Comment by mapontosevenths
2 days ago
I can think of half a dozen ways to detect AI music in it's current form, btu I'm not sure anyone has actually bothered implementing such a system.
Is anyone here aware of one? I might give it a go if not.
2 days ago
I can think of half a dozen ways to detect AI music in it's current form, btu I'm not sure anyone has actually bothered implementing such a system.
Is anyone here aware of one? I might give it a go if not.
This may be of interest to you. Not exactly what you’re asking, but it may give you clues as to people and research to check out.
https://www.youtube.com/watch?v=xMYm2d9bmEA
I also remembered a friend telling me about someone talking about a method to detect AI music. I forget the specifics (I haven’t watched the video, was only told about it) but I remember the channel.

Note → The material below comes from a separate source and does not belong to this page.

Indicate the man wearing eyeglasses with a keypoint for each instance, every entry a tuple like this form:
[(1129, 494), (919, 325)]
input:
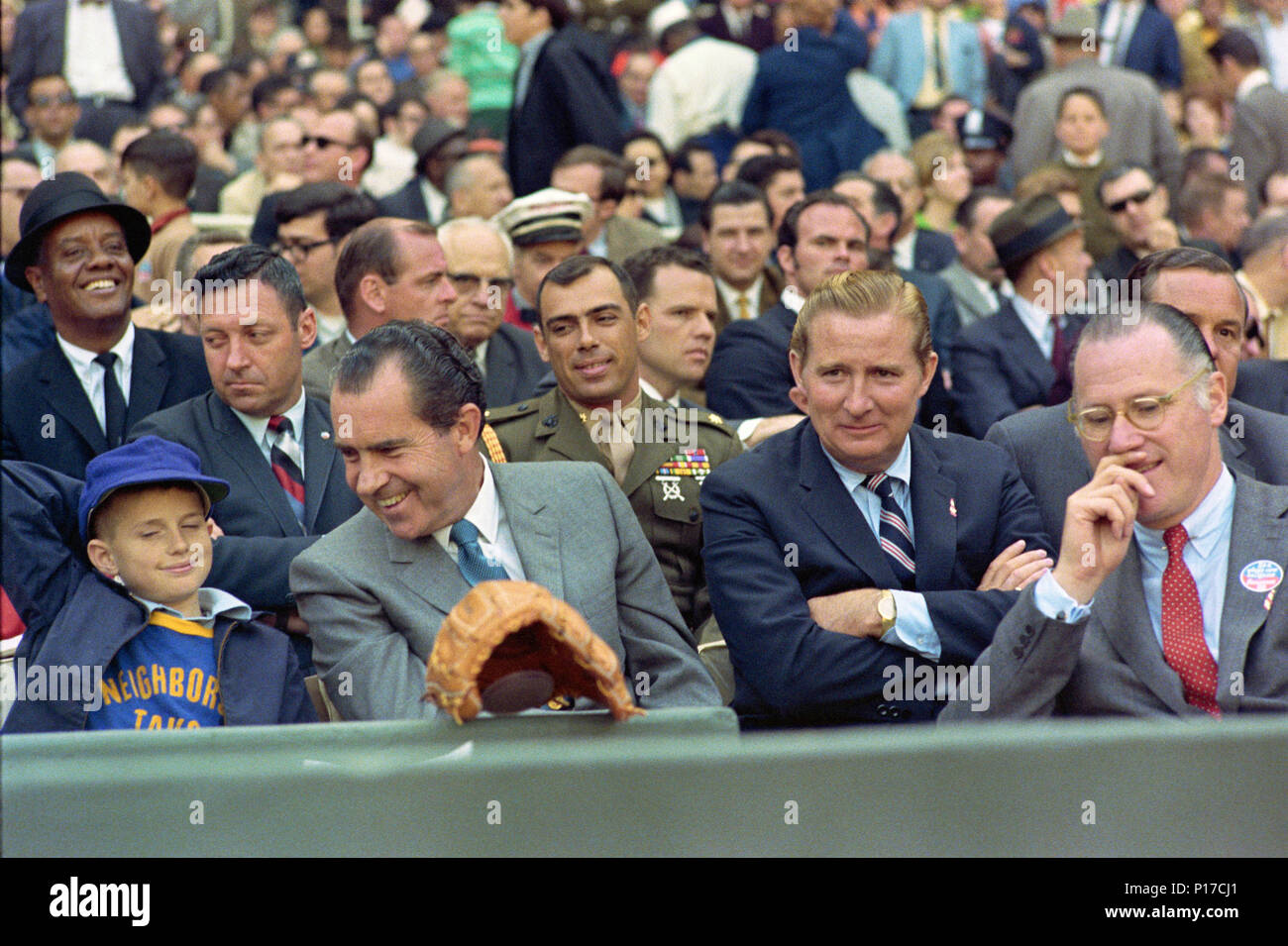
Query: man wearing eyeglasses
[(312, 220), (336, 151), (1163, 600), (1203, 287), (1137, 209), (387, 269), (51, 116), (480, 265)]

https://www.youtube.com/@RickBeato
Pretty sure Deezer did a in depth article about how they detect and remove AI music. But it seems more likely they are detecting artifacts of the current tools, not something that would be impossible to bypass eventually.
IIRC it's not just actual artifacts, but also statistical measures, i.e. songs that are "inhumanly average".
If they're not doing it already, I think some metadata analysis, going by things like upload patterns, would also work well.
> I can think of half a dozen ways to detect AI music in it's current form
Can you give a few examples?
For example, how to detect that the song I linked is AI compared to say, anything Taylor Swift produces, or to any overly produced pop song or an electronic beat.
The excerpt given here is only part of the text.